Eleven tablets, taken from Ethiopia by the British, now sit in a vault at the British Museum, but none of the staff there, including the director are allowed to see them.
The Independent 
Hidden in a British Museum basement: the lost Ark looted by colonial raiders
By Terry Kirby, Chief Reporter
19 October 2004
On a shelf in a locked basement room underneath the British Museum, are kept 11 wooden tablets; they are covered in purple velvet. And no one among the museum’s staff – including Neil MacGregor, the director – is permitted to enter the room.
The tablets – or tabots – are sacred objects in the Ethiopian Orthodox Church and the most important of the 500 or so priceless Magdala treasures, looted by Britain from Ethiopia in 1868 and now held in this country. For almost two decades, the only people allowed access have been Ethiopian church clergy; it is considered sacrilegious for anyone else to see them.
Amid growing calls for the return of the treasures, the British Museum has moved them from an anonymous storage site to its Bloomsbury main building and announced that it is considering loaning them to the Ethiopian Orthodox Church in London on what would be a permanent basis. They are regarded as representing the original Ark of the Covenant, which housed the Ten Commandments and the Orthodox Church has been lobbying for their return – or at least easy access to them – for more than 50 years.
Handing them over – even on loan – would be considered a major breakthrough and increase pressure for the remainder to be returned.
The BM and the two other institutions with large Magdala collections, the Victoria & Albert Museum and the British Library, are reassessing their treasures and holding informal talks, although legally they cannot be simply be handed back. But as a sign of the seriousness with which the museum is taking the case for restitution, Mr MacGregor recently visited Addis Ababa to hear the arguments. The case has parallels to the Elgin Marbles, the return of which the Greek government has been demanding for decades.
A spokeswoman for the British Museum said: “We have had some initial discussions over their future. The idea of their loan to the church is one suggestion that we hope we can move further forward.” A loan, renewable every five years, circumvents the legal problems of returning artefacts, which has only previously happened with Nazi-era items.
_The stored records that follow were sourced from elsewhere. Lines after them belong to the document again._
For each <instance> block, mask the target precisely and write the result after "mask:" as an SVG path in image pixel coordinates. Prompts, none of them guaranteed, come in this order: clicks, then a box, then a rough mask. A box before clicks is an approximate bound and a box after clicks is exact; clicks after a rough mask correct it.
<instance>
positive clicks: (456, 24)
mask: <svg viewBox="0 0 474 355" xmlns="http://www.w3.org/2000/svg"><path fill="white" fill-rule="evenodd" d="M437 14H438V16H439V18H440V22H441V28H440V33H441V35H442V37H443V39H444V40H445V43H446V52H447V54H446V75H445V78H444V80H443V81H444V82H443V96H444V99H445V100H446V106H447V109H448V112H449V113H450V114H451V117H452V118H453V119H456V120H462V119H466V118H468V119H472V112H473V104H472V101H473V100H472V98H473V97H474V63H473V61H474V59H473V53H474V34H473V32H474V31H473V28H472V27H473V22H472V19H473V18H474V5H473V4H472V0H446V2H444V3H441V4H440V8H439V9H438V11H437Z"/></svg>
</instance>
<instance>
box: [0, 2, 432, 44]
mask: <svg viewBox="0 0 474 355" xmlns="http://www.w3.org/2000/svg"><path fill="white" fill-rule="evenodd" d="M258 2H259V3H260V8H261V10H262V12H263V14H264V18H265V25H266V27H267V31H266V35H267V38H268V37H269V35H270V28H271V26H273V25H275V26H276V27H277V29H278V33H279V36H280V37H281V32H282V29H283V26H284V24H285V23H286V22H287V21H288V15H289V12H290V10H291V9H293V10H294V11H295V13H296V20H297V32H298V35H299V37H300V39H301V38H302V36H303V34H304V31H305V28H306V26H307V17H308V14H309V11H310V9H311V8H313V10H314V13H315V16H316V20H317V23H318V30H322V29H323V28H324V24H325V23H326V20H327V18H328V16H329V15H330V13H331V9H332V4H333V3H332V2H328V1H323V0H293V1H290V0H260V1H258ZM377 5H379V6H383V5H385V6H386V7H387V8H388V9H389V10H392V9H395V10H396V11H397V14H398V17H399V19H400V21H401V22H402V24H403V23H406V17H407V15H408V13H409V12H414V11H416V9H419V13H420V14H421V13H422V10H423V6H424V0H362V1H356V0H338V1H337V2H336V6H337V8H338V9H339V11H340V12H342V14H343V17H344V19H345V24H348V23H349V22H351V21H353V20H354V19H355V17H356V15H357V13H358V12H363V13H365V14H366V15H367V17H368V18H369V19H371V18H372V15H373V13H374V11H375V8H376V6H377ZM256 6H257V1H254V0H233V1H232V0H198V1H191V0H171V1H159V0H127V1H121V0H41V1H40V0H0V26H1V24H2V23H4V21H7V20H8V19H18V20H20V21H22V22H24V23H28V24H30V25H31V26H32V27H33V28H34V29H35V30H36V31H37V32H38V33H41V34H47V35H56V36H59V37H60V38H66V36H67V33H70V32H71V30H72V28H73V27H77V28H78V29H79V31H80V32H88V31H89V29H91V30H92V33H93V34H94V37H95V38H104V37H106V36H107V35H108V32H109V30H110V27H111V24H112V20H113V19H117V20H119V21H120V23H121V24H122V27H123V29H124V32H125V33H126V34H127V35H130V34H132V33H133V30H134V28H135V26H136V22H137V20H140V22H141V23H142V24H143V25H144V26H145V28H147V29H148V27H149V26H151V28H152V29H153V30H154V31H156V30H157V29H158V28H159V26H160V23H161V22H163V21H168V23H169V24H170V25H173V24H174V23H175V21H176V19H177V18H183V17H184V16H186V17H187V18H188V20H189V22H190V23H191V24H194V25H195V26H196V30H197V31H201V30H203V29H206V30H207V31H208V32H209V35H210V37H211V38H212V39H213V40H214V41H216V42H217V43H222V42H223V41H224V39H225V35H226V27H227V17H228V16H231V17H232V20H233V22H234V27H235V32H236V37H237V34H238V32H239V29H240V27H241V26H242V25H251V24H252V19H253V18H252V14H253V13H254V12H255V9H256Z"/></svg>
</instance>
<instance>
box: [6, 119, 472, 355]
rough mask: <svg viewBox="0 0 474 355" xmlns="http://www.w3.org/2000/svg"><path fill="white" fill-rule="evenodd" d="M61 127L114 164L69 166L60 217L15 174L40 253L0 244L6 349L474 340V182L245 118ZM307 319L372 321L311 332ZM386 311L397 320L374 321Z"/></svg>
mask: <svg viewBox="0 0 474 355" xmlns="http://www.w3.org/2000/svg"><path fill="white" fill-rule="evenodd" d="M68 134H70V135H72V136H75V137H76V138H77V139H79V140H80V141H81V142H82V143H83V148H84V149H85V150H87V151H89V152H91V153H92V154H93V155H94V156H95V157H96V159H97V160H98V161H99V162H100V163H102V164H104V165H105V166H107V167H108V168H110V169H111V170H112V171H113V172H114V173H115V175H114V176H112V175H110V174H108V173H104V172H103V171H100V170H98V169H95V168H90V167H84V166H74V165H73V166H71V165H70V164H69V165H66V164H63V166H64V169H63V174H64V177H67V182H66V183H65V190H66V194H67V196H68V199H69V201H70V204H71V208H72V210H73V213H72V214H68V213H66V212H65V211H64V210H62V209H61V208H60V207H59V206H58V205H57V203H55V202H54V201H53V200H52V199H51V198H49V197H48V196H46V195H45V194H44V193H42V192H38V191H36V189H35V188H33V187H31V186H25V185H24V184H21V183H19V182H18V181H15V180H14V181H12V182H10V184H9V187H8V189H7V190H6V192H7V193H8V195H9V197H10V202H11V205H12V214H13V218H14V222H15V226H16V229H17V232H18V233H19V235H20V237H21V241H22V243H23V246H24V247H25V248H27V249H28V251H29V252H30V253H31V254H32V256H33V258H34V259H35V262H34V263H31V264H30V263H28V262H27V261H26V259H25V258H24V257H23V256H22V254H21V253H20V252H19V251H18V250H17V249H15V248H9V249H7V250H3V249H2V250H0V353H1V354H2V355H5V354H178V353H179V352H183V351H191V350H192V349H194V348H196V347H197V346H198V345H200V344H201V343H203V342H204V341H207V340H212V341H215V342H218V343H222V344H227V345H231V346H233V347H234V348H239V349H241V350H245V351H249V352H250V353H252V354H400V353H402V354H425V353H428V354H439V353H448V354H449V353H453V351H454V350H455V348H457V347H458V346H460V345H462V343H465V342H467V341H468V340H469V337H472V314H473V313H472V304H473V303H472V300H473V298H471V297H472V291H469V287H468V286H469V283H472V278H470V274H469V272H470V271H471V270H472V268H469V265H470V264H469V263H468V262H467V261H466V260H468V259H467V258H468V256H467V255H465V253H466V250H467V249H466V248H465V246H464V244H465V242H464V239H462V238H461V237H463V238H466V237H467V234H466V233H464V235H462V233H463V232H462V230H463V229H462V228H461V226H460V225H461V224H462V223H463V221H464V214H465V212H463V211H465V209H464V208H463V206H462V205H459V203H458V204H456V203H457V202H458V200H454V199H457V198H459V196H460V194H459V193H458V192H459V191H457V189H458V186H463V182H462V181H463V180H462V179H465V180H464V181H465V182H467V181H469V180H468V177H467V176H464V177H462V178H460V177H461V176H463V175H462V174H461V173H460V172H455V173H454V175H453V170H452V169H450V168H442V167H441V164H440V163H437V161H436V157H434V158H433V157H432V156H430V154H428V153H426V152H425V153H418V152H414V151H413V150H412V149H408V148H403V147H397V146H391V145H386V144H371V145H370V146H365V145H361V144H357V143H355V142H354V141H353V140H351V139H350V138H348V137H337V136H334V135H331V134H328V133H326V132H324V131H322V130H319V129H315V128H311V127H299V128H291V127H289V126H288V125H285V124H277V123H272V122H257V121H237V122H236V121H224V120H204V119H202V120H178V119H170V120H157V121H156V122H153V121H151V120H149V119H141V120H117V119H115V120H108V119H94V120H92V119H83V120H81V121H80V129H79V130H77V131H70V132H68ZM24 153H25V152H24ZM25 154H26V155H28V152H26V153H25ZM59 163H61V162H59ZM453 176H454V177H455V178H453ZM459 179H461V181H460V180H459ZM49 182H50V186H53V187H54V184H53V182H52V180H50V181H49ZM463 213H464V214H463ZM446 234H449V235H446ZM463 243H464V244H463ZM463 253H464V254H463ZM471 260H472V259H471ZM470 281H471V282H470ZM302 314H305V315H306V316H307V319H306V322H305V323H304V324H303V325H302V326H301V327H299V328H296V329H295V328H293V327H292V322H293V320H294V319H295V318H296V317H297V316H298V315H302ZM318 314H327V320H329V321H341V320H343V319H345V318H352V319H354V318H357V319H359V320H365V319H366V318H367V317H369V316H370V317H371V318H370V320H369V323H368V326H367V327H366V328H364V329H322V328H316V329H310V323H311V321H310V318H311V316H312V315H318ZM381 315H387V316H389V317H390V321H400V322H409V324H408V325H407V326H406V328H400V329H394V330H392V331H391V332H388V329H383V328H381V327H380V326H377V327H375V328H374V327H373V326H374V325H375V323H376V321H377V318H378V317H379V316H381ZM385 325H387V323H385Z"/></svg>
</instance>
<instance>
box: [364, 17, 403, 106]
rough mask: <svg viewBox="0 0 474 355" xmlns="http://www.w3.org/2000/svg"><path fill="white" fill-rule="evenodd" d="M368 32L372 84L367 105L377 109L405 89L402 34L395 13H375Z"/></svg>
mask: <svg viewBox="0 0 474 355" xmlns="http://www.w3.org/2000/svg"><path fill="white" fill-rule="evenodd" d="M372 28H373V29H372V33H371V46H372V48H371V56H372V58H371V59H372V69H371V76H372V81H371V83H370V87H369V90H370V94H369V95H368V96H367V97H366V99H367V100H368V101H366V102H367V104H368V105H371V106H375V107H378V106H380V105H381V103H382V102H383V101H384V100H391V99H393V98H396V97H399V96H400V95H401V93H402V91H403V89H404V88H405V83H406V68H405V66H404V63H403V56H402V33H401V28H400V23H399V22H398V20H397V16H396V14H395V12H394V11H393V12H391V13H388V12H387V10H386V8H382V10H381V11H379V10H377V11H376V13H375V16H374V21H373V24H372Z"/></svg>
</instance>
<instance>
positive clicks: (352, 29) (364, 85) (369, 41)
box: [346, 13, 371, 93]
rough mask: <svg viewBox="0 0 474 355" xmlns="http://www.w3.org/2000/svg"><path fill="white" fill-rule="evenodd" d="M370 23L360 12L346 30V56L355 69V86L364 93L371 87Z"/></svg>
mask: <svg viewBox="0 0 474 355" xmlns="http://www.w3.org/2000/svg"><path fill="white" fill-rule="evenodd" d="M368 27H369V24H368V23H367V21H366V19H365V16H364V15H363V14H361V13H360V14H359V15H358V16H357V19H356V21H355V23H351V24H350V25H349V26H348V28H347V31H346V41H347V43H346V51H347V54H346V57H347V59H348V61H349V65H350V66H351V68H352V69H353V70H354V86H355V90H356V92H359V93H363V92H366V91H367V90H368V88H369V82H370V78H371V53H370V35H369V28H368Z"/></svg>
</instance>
The museum also said that the tabots would have to remain in London since there is nowhere in Ethiopia with the required environmental and security standards.
The acquisition of the Magdala treasures was a murky episode in the museum’s history. In 1867, a British force was sent to Ethiopia to free hostages taken by Emperor Tewodros; after defeat at the Battle of Magdala, he committed suicide. Extensive looting of the imperial treasures ensued and Richard Holmes, a museum curator sent specifically to locate items, obtained 80 objects taken by British soldiers; others found their way to the museum through bequests.
As well as the tabots, the haul included ceremonial crosses, chalices, processional umbrella tops, textiles and jewellery.
The tabots have been held for many years at a warehouse in east London, but after Mr Macgregor’s visit they were moved to the museum. The museum said this was partially a practical necessity but said it was also designed to assure the Ethiopians of the respect in which they were held. The Art Newspaper has disclosed that, in a sign of the aura surrounding them, they were suitably covered for the move and carried by a member of the Ethiopian church. Alone inside the room, the priest placed the cloth-wrapped tabots on a shelf and covered them with purple velvet, before locking the door.
The V&A holds more than 50 items, including a gold crown, a chalice, a shield, a silver cross and the dress worn by the emperor’s widow, Queen Terunesh.
The British Library holds 350 manuscripts from Magdala. Other artefacts are held in the Royal Collection, including manuscripts housed in the Royal Library at Windsor Castle and by the universities of Edinburgh and Cambridge, many remain in private hands.
During Tony Blair’s recent visit to Addis Ababa, members of the Association for the Return of the Magdala Ethiopian Treasures, pressed a petition into the hands of his aides. Its founder, Professor Richard Pankhurst, son of the suffragette campaigner Sylvia Pankhurst, said: “The quantity of books and manuscripts taken amounted to the equivalent of both Ethiopia’s national library and national archives.”